Animats 10/27/2024||
OK, so it's not a feature of mainstream JPEG XL implementations.

It's a standard feature of JPEG 2000, but JPEG 2000 decoders are rare, and either expensive or slow and buggy.

gforce_de 10/27/2024||
Something seems wrong im this article. The side-by-side comparison shows 4 formats:

  · Original PNG image (2.6 MB)
    · Name "high_fidelity.png", but in fact 298.840 bytes and format: JPEG
  · JPEG XL (default settings, 53 KB): indistinguishable from the original
    · Name "high_fidelity.png.jxl.png", but in fact 3.801.830 bytes and format: PNG
  · WebP (53 KB): some mild but noticeable color banding along with blurry text
    · Name "high_fidelity_webp.png", but in fact 289.605 bytes and format PNG
  · JPEG (53 KB): strong color banding, halos around the text, small text hard to read
    · Name "jpeg_high_fidelity.jpg", but in fact 52.911 bytes and format JPEG
The comparison does not make any sense, everything is just wrong. Also when encoding the large original PNG image to AVIF, it has only 20.341 Bytes with no visual change, see: http://intercity-vpn.de/files/2024-10-27/upload/
throwaway0665 10/27/2024||
PNG is lossless so they are using it to display compression artifacts of formats that may not have had wider browser support.
eviks 10/27/2024|||
> high_fidelity.png.jxl.png

means the original was

- loss-converted to JXL, measured as 53k

- then losslessly converted to PNG to be displayed on the website

spider-mario 10/27/2024|||
52 911 bytes instead of 53 kB is really not that far off.
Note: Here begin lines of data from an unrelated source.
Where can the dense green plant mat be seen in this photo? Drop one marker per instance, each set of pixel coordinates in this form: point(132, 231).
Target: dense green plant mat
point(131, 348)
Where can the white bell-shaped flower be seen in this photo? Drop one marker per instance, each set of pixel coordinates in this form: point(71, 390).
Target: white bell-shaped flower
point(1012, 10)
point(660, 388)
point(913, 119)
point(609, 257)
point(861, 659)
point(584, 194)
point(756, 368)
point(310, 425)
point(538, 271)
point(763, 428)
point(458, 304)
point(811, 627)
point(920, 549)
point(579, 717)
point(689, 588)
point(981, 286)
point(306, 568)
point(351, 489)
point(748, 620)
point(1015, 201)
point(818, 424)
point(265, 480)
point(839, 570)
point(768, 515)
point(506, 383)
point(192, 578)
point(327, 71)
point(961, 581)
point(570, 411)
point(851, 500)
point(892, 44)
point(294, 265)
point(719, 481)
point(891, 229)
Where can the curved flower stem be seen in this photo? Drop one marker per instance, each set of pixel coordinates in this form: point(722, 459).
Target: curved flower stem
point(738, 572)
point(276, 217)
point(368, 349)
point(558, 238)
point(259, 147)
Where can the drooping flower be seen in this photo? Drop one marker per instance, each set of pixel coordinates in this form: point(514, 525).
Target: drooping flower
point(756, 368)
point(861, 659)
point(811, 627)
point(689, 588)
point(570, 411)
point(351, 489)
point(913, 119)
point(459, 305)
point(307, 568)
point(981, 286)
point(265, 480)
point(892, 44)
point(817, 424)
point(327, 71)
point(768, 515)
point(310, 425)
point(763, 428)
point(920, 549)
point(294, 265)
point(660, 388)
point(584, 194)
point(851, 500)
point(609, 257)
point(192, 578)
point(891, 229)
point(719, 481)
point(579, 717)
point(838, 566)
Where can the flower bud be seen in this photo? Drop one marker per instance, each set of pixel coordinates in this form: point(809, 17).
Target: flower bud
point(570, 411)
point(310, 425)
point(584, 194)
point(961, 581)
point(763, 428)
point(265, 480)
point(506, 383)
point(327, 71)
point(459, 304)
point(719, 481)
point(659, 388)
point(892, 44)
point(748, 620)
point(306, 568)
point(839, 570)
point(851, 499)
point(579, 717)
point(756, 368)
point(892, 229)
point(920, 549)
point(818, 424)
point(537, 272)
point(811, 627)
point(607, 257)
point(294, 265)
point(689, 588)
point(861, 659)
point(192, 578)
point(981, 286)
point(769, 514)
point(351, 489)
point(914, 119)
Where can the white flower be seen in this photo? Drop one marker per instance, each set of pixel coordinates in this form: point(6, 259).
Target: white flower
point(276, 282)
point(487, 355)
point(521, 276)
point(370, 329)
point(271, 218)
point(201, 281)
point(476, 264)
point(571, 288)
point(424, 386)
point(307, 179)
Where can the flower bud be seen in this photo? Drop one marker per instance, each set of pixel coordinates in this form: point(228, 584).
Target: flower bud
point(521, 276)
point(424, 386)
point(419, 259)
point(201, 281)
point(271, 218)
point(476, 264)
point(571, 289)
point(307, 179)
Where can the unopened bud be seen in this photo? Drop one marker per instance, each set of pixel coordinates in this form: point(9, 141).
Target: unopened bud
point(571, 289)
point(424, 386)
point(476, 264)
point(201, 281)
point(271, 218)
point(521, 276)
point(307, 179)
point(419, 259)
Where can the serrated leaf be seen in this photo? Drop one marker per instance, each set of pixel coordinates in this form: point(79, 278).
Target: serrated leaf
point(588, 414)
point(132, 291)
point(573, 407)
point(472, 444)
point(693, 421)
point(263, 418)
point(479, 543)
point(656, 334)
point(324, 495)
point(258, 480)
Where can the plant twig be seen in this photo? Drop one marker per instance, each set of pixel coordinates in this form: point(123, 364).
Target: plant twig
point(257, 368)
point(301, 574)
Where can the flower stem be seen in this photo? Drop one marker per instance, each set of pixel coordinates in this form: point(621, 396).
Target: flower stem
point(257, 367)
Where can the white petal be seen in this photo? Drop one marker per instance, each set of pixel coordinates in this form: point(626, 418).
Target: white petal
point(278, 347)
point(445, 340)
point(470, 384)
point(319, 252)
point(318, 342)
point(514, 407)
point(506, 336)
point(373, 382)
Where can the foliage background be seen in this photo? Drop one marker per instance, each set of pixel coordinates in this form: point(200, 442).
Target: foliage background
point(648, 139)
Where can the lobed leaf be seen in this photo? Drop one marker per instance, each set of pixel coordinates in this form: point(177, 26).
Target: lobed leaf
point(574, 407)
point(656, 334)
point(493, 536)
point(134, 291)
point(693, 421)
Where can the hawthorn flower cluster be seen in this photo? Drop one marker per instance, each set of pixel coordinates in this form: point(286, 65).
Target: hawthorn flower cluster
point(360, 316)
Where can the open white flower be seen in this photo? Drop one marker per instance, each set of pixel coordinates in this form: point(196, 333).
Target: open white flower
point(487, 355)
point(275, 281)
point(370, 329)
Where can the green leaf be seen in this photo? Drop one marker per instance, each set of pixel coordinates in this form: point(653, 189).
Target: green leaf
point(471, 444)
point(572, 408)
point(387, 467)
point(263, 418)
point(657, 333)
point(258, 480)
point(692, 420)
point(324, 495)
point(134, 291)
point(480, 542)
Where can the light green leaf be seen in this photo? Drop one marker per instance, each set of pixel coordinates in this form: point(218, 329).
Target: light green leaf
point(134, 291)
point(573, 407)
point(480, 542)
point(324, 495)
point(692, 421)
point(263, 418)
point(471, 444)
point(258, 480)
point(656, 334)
And your AVIF is certainly not without visual changes. The colours are off and there is visible ringing.

gforce_de 10/27/2024||
you are right, i changed it to "acceptable visual changes".
morpheuskafka 10/27/2024||
> "jxl.png", but in fact 3.801.830

I guess that is because the noise from the lossy encoding creates more entropy, that then has to be losslessly encoded as PNG, which pushes the files size above the original?

theandrewbailey 10/23/2024||
(2020)
JyrkiAlakuijala 10/27/2024|
JPEG XL is seeing strong industrial adoption where image quality matters: professional and prosumer image acquisition (as a replacement, with huge benefits, of traditional raw imaging in iPhone 16 Pro) and processing and storage reduction with Digital Negative, ProRAW and medical imaging with DICOM. Clinics with archiving and telemedicine needs benefit massively.